= Repatriation flight program =

United States–Mexico government program

The Repatriation flight program, officially named "Interior Repatriation Program", was a United States and Mexico government program destined to fly back Mexican citizens who had illegally crossed the frontier between the United States and Mexico to their home country for free.

Arizona taxpayers funded the program. It ran from July 12 to September 30 of 2004. It was a pilot program; other American states planned to develop similar programs. The total number of Mexicans repatriated was over 14,000.

According to United States Border Patrol officials, the program was created to help save the lives of those who crossed the desert. They were usually caught by border patrol police in southern Arizona towns or near the Sonora border, processed, and taken to Tucson International Airport for their flights back home.

The airplanes used in these operations were all Boeing 757 jets.
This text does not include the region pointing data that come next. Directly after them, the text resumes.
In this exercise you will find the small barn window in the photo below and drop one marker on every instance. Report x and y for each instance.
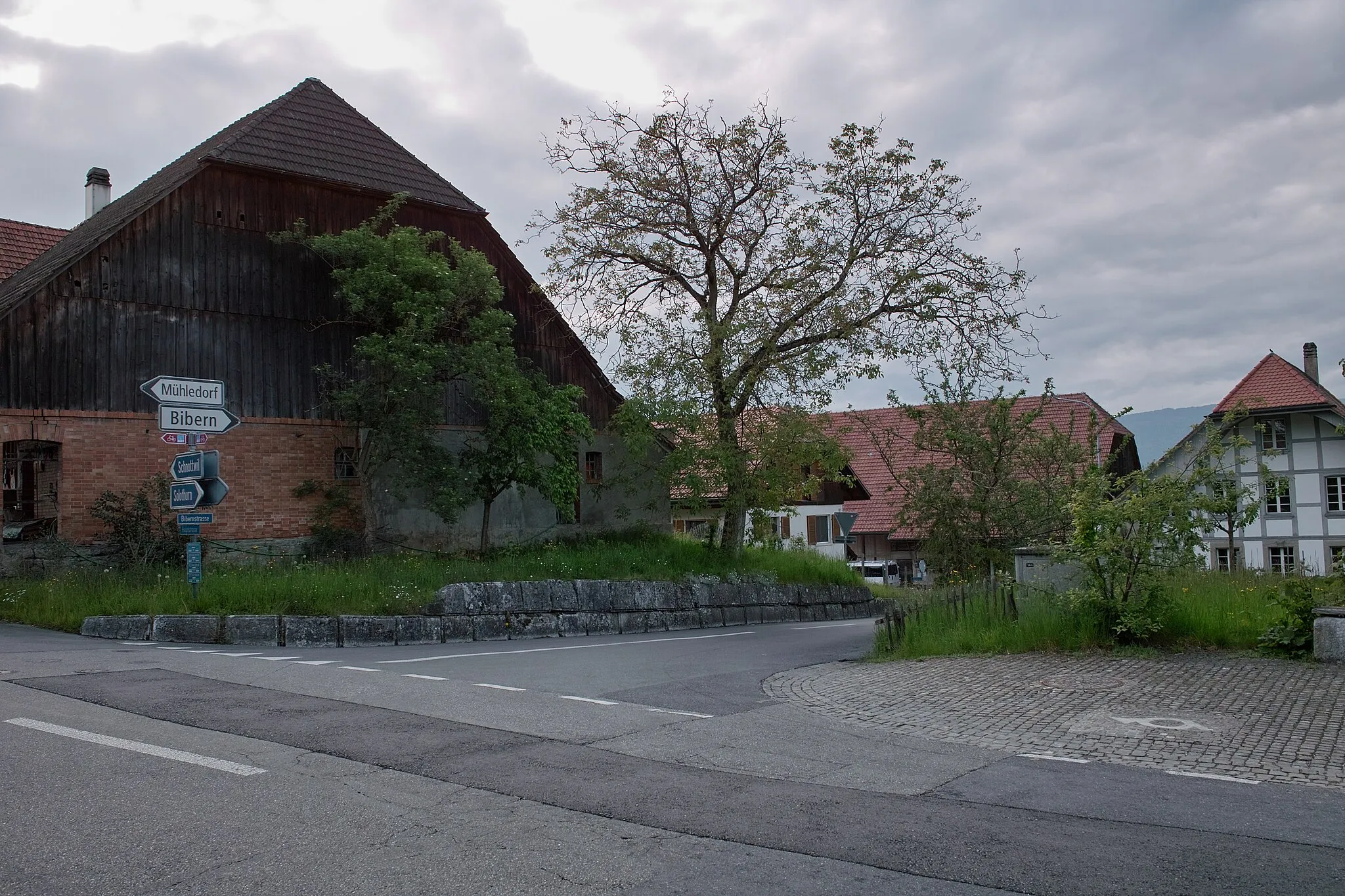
(594, 468)
(345, 464)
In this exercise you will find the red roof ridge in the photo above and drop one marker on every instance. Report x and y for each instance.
(1277, 383)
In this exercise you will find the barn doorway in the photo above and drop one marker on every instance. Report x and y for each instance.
(30, 488)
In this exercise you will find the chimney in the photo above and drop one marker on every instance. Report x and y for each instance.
(97, 191)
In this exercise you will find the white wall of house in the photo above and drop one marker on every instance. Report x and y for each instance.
(1310, 532)
(791, 524)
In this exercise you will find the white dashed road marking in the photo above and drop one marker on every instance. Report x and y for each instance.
(1212, 777)
(163, 753)
(1047, 756)
(577, 647)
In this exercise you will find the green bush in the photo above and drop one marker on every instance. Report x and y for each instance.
(142, 530)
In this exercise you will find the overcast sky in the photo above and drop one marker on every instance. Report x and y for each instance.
(1173, 172)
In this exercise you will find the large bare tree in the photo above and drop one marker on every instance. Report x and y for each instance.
(739, 274)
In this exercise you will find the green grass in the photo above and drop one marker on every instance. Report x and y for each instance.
(1210, 610)
(384, 585)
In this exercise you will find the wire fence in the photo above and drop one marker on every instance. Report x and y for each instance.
(989, 595)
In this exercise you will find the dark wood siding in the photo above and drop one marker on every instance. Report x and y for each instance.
(195, 288)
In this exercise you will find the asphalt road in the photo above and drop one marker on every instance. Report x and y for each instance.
(645, 765)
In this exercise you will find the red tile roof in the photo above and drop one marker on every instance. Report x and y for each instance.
(20, 242)
(1274, 383)
(1069, 413)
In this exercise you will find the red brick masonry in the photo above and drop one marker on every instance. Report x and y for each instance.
(263, 461)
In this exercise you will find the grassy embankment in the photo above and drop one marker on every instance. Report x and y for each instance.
(1210, 610)
(385, 585)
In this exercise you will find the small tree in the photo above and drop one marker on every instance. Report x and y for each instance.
(741, 277)
(530, 429)
(1222, 503)
(997, 477)
(1126, 534)
(141, 526)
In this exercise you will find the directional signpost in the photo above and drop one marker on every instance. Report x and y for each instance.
(188, 410)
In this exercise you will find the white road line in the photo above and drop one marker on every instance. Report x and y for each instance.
(678, 712)
(829, 625)
(1047, 756)
(1212, 777)
(164, 753)
(577, 647)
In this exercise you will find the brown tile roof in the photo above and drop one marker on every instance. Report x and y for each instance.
(1274, 385)
(1069, 413)
(20, 242)
(309, 131)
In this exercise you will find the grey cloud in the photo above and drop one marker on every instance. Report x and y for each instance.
(1170, 171)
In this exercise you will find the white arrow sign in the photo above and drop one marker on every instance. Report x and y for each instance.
(181, 390)
(177, 418)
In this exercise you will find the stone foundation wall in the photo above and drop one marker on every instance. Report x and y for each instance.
(510, 610)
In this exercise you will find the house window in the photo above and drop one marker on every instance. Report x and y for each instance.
(1222, 559)
(1275, 435)
(1281, 561)
(594, 468)
(1336, 494)
(343, 463)
(1277, 496)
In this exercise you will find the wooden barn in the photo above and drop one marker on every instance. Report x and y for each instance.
(179, 277)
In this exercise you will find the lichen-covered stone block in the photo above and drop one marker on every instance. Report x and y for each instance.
(564, 598)
(459, 628)
(188, 629)
(680, 620)
(631, 622)
(311, 631)
(600, 622)
(533, 625)
(1329, 637)
(569, 625)
(418, 629)
(490, 626)
(252, 630)
(119, 628)
(594, 595)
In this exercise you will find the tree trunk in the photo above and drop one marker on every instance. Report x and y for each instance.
(486, 523)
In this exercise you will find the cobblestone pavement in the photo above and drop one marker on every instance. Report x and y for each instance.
(1212, 714)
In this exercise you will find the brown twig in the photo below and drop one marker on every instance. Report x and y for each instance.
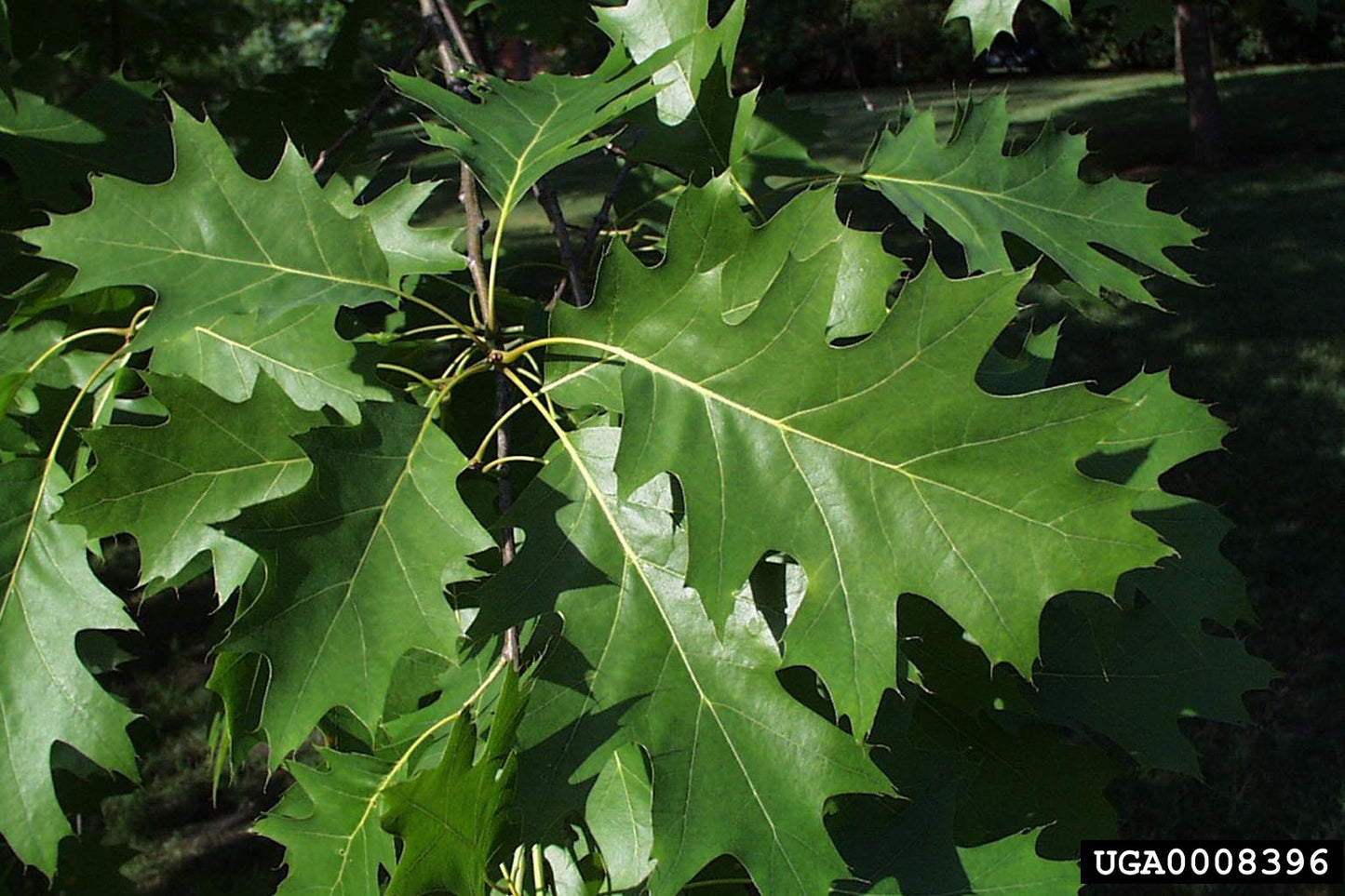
(443, 18)
(573, 269)
(455, 27)
(432, 17)
(504, 488)
(368, 114)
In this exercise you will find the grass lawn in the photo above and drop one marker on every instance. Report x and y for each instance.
(1265, 343)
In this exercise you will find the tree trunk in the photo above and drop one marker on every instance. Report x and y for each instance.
(1196, 62)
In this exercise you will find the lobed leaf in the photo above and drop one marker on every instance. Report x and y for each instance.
(991, 18)
(641, 662)
(168, 485)
(327, 822)
(978, 194)
(356, 561)
(298, 349)
(882, 467)
(522, 129)
(214, 241)
(649, 27)
(47, 596)
(451, 815)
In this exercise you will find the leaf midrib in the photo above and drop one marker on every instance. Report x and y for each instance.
(635, 563)
(247, 262)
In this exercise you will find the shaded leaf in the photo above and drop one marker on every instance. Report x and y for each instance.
(329, 825)
(451, 817)
(410, 250)
(720, 729)
(1131, 672)
(991, 18)
(167, 485)
(46, 694)
(978, 194)
(114, 127)
(356, 564)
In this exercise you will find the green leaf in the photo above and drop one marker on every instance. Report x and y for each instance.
(356, 564)
(991, 18)
(214, 241)
(329, 825)
(1131, 670)
(978, 194)
(451, 817)
(46, 694)
(410, 250)
(620, 814)
(522, 129)
(640, 662)
(20, 347)
(882, 467)
(913, 852)
(649, 27)
(167, 485)
(299, 349)
(751, 261)
(112, 128)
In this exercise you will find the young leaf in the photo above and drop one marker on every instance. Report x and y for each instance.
(978, 194)
(47, 596)
(522, 129)
(329, 825)
(167, 485)
(299, 349)
(725, 739)
(214, 241)
(882, 467)
(356, 564)
(451, 817)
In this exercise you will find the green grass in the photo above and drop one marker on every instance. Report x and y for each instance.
(1265, 341)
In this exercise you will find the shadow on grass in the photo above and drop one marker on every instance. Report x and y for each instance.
(1266, 343)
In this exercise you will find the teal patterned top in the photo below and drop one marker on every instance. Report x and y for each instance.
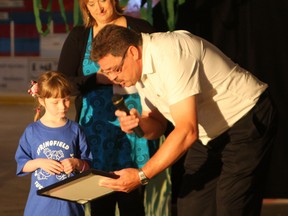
(111, 148)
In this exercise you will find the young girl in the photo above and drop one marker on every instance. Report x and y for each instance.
(52, 148)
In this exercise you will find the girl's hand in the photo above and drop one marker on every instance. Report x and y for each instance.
(51, 166)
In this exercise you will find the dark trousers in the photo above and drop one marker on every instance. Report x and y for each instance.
(226, 177)
(129, 204)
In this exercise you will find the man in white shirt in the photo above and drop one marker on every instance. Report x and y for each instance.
(223, 117)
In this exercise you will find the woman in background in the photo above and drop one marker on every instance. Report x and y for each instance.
(111, 148)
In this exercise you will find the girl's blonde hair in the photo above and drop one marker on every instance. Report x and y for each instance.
(51, 84)
(88, 20)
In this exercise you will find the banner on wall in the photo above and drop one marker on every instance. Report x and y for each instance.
(16, 72)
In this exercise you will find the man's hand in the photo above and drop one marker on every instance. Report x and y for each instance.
(128, 122)
(128, 180)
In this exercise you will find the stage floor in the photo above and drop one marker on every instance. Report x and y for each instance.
(14, 117)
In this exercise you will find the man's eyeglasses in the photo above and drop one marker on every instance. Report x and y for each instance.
(116, 69)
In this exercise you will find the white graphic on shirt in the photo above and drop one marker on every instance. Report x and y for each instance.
(55, 155)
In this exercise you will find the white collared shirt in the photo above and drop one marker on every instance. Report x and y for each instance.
(177, 65)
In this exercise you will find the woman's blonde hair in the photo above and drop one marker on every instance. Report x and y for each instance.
(88, 20)
(51, 84)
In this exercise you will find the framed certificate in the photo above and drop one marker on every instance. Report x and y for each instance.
(80, 188)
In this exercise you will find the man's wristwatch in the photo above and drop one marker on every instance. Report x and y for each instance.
(143, 178)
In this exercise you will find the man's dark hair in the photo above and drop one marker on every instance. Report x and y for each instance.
(114, 40)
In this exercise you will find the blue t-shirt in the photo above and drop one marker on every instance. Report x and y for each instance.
(40, 141)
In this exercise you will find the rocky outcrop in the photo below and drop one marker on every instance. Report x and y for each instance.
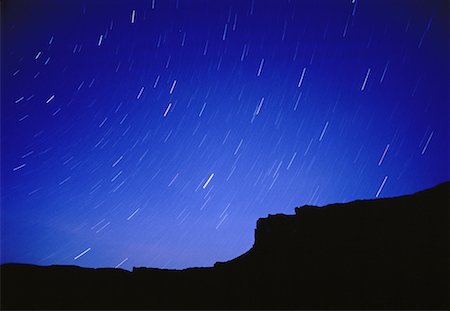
(373, 254)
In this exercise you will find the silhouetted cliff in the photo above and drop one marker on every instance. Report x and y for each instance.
(374, 254)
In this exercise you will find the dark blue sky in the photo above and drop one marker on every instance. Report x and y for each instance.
(156, 133)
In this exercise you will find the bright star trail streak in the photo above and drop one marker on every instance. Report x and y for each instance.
(156, 133)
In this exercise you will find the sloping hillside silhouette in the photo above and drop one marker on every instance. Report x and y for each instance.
(372, 254)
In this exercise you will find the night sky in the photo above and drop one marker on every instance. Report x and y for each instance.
(155, 133)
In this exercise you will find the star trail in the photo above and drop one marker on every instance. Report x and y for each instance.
(156, 133)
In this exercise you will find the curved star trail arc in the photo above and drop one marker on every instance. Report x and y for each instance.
(156, 133)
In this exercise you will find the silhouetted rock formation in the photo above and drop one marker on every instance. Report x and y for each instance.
(374, 254)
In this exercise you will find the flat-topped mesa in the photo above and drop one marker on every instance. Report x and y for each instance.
(298, 209)
(273, 229)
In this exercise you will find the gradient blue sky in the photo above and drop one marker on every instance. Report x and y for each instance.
(156, 133)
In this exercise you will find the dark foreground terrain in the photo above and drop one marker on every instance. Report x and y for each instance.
(375, 254)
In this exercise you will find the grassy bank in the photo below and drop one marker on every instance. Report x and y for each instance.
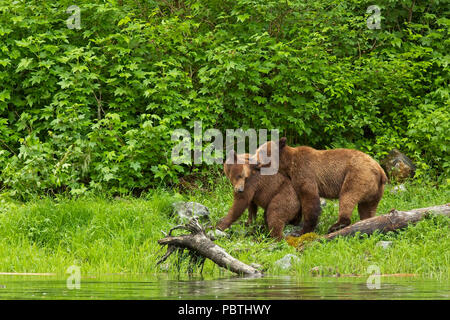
(119, 236)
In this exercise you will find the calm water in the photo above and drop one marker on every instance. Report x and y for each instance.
(160, 287)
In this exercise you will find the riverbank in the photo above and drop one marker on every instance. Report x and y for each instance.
(120, 235)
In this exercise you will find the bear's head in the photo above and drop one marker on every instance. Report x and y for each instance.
(237, 169)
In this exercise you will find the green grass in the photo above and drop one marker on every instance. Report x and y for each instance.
(120, 236)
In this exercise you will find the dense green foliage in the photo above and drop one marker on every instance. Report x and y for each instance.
(93, 109)
(104, 237)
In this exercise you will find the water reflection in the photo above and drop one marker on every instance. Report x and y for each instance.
(163, 287)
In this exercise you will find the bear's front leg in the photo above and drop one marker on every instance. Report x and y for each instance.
(236, 210)
(311, 209)
(252, 211)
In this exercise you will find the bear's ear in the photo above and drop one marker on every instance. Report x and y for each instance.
(282, 143)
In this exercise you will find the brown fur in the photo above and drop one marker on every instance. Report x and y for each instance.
(349, 175)
(275, 194)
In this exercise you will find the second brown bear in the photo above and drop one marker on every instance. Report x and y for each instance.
(349, 175)
(275, 194)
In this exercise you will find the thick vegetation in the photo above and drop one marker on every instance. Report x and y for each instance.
(93, 109)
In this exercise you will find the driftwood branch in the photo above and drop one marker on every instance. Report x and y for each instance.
(202, 247)
(389, 222)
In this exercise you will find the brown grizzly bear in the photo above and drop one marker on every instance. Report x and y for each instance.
(274, 194)
(349, 175)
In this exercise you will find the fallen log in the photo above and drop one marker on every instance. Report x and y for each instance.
(394, 220)
(201, 247)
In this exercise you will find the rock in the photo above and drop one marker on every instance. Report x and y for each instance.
(186, 210)
(286, 262)
(384, 244)
(398, 166)
(399, 188)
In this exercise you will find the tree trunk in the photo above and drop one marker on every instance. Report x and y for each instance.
(389, 222)
(200, 244)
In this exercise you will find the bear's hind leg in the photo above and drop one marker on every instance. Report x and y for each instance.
(347, 203)
(368, 209)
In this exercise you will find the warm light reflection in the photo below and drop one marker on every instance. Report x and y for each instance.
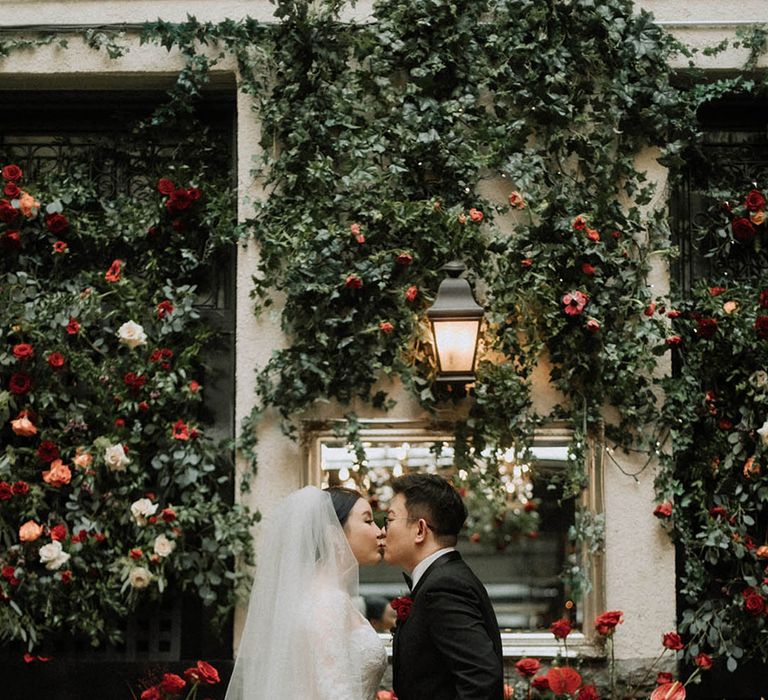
(455, 342)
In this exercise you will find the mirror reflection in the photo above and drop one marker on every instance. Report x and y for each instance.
(516, 535)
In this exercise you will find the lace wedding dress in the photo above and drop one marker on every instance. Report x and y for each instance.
(350, 658)
(304, 638)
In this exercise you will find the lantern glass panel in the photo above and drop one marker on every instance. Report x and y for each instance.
(455, 342)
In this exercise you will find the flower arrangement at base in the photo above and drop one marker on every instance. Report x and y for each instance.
(111, 493)
(171, 685)
(563, 681)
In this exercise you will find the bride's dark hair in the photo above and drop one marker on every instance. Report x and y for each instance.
(343, 500)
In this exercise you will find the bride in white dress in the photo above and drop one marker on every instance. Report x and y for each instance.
(304, 636)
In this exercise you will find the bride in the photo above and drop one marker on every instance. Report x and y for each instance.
(304, 636)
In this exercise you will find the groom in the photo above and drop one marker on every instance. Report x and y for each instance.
(448, 647)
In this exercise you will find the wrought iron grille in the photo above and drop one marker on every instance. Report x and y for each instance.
(85, 133)
(733, 158)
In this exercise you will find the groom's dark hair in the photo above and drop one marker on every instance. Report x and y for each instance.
(433, 498)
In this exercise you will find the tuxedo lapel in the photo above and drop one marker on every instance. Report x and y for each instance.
(440, 561)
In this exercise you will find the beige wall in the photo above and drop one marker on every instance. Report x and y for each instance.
(639, 560)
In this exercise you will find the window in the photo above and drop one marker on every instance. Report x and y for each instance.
(520, 560)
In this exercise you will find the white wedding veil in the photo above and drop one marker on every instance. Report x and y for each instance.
(297, 640)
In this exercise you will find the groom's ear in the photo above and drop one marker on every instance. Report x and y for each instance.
(422, 532)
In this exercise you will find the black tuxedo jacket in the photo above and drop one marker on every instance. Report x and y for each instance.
(449, 647)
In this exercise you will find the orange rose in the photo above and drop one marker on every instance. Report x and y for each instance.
(751, 468)
(58, 475)
(82, 459)
(30, 531)
(22, 426)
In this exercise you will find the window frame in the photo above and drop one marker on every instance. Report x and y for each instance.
(541, 644)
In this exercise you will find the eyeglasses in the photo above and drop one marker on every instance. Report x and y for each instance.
(404, 517)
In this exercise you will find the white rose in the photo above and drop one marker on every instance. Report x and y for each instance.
(142, 509)
(115, 458)
(164, 546)
(132, 334)
(53, 556)
(139, 577)
(763, 433)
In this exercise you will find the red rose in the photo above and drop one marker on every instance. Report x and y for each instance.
(59, 532)
(402, 606)
(560, 628)
(20, 383)
(172, 684)
(23, 351)
(563, 680)
(707, 327)
(353, 282)
(761, 327)
(743, 230)
(8, 212)
(606, 623)
(164, 308)
(208, 674)
(180, 430)
(588, 692)
(47, 451)
(664, 677)
(672, 640)
(56, 360)
(114, 272)
(754, 604)
(56, 222)
(755, 201)
(528, 667)
(12, 173)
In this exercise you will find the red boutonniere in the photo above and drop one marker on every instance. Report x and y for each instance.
(402, 606)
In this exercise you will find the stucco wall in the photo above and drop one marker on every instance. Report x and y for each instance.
(639, 560)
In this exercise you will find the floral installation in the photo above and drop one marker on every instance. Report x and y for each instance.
(713, 490)
(172, 685)
(110, 491)
(562, 680)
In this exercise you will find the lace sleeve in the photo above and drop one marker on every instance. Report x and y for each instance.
(335, 666)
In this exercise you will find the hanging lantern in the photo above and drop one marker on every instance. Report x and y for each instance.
(455, 321)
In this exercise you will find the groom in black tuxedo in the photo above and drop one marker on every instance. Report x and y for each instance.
(447, 644)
The program was ultimately stopped because of cost: tax-payers ended up paying US $15 million during the three-month trial period, amounting to US $1,000 for each passenger. According to the border patrol police, the program helped the number of immigrant deaths around the Tucson area drop by 28 percent, but statistics showed that Arizona had a record number of immigrant deaths in 2004, with 171 dead persons accounted for.

Immigrants caught and flown back to Mexico would usually be taken back to Guadalajara, Jalisco, or Mexico City International Airport in Mexico City. Despite the harsh conditions of travelling by foot from Mexico to the United States border, a survey run at Mexico's largest international airport by a North American newspaper showed that 50 percent of those returned to Mexico by air would be willing to try to return to the United States illegally again.